Купоросов отреагировал по-своему. Все эти тягостные минуты, в которые студент Пепеляев теребил старика Чаусова бесцеремонными вопросами, татуированный землепроходец сидел, облокотясь двумя руками о столик и наглухо зажав себе голову ладонями, словно сдерживал таким способом закипавшие в голове мысли. Но вот он ослабил тиски рук, вынул из них голову — кровь, разъедавшая гневом щеки, не успела отхлынуть, а на губах и в глазах Купоросова было уже тесно от улыбок.
— Послушай, студент… Отхлынь от папаши. Заколебал до полусмерти. И Чебурашке ясно, что такой знак без героического поступка не дают. Сядь, поразмысли. Здоровеньки булы, как говорят в Могилеве.
Чаусов опрокинул в себя из стакана последние капли байкальской воды, крякнул забористо и, не зная, куда руки девать, пробормотал:
— Орденок энтот апосля войны… аж спустя много лет выдали. В военкомате. Я и не помню — за что? За форсированье будто… А мало ли тех форсирований было в сорок-то четвертом? За какое именно? Наступали, эка перли! Войне отлив уже был… А все равно — драка до последнего. Уцепишься за бережок… Будто зубами. Засыплет, бывало, песком, глиной облепит. Лежишь, ни с места. Покуда свои не подтянутся. А живой ты или мертвый — сам не знаешь. Потому как в кровище весь. И… без понятия-разума. Спервоначалу, как потерялся орденок, помалкивал я… в тряпочку. Боязно было. Не спал. А ну как влетит! Серебро в ём… Чай, Верховного Совета выдача!.. Потом ничего, привык. Вот ежели б я его продал или прохитрил как… Тогда понятно. А так — за што?

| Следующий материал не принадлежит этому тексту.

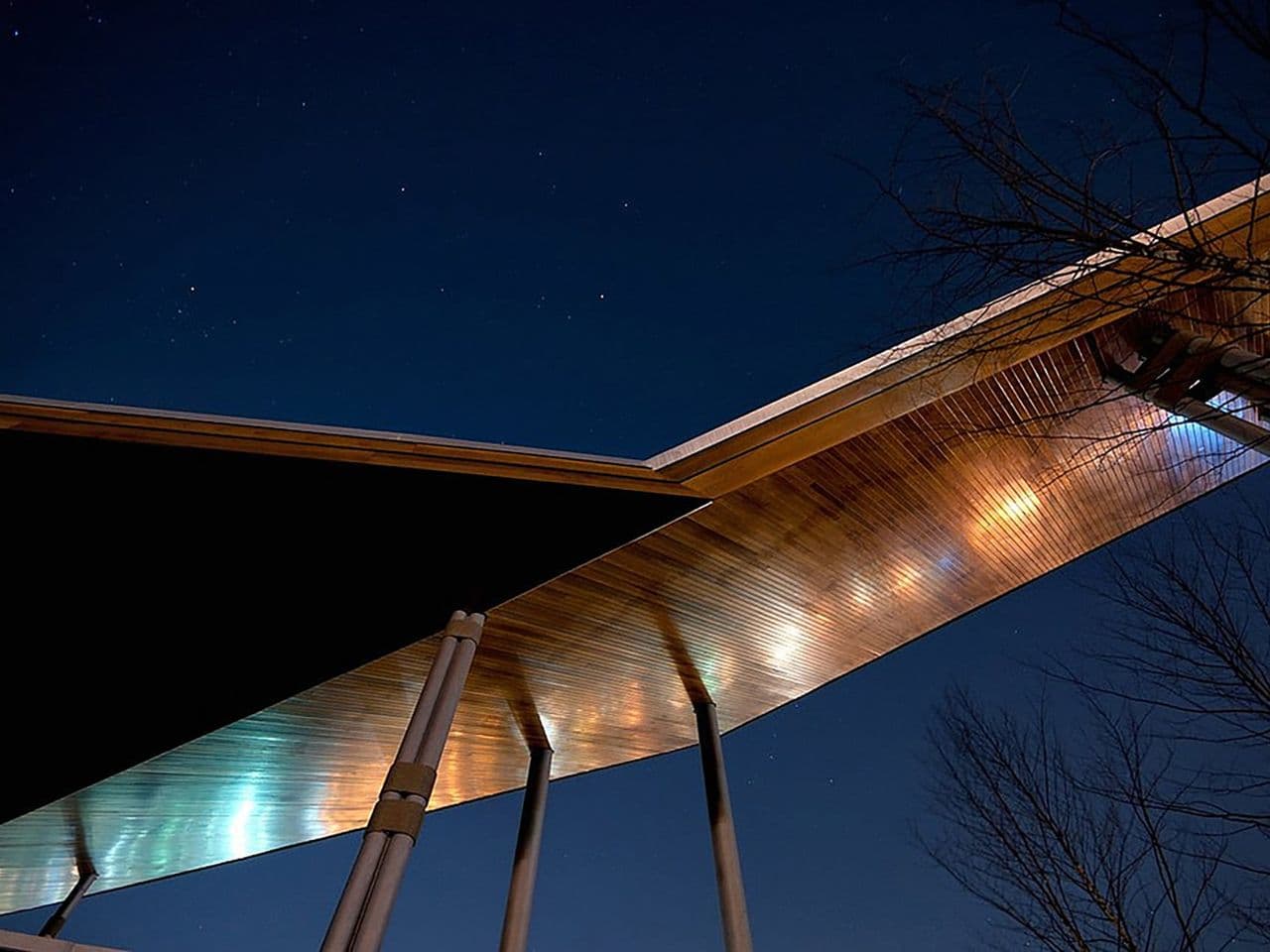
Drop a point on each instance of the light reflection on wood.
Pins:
(772, 590)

Студент Пепеляев удовлетворенно откинулся от столика в угол, подбросил еще выше свой задиристый нос и, выбив из пачки сигаретку, победно оглядел собравшихся, как бы уточняя: «Ну, что я вам говорил?!»
Во всяком случае, на меня лично события с остановкой поезда и последующим переключением всеобщего внимания на старика Чаусова подействовали успокаивающе. Безденежье мое при таких отвлекающих вспышках как бы и вовсе не просвечивало.

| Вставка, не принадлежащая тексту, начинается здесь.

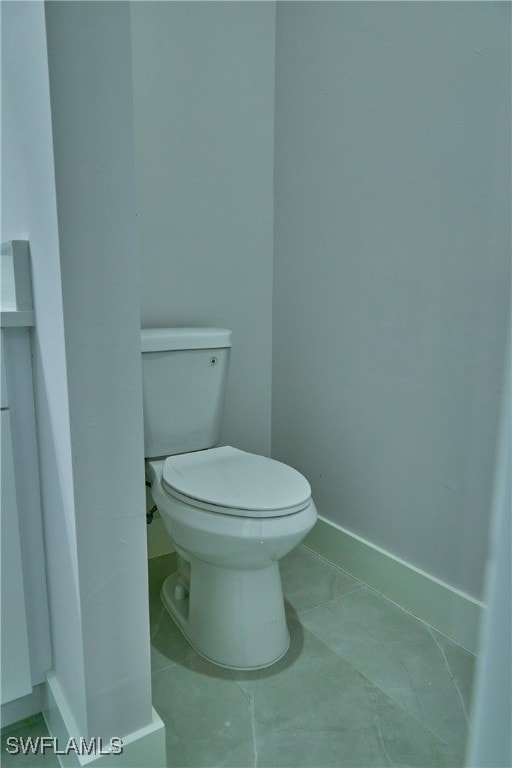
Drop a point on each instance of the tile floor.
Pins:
(363, 684)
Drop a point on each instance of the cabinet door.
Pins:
(15, 660)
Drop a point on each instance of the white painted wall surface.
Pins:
(89, 54)
(29, 213)
(204, 130)
(392, 268)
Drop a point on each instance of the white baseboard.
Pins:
(144, 747)
(439, 605)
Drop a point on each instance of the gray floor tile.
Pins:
(310, 709)
(309, 581)
(364, 684)
(402, 657)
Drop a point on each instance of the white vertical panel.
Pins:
(15, 670)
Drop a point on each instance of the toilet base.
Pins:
(233, 618)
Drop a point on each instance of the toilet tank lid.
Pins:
(164, 339)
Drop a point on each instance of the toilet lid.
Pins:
(234, 482)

Не хочешь, а задумаешься: почему страдающие люди привлекают постороннее внимание? Естественно, не все прохожие замедляют шаг и тут же оказывают ушибленным помощь. Однако притормаживают. Потому что чужое страдание пьянит, чарует. Тогда как чужая радость — отрезвляет. Чужими страданиями многие кормятся. Утешая тем самым собственную боль, готовя душу свою к неизбежным схваткам с грядущими неприятностями. Чужими же радостями питаются, когда хотят… похудеть.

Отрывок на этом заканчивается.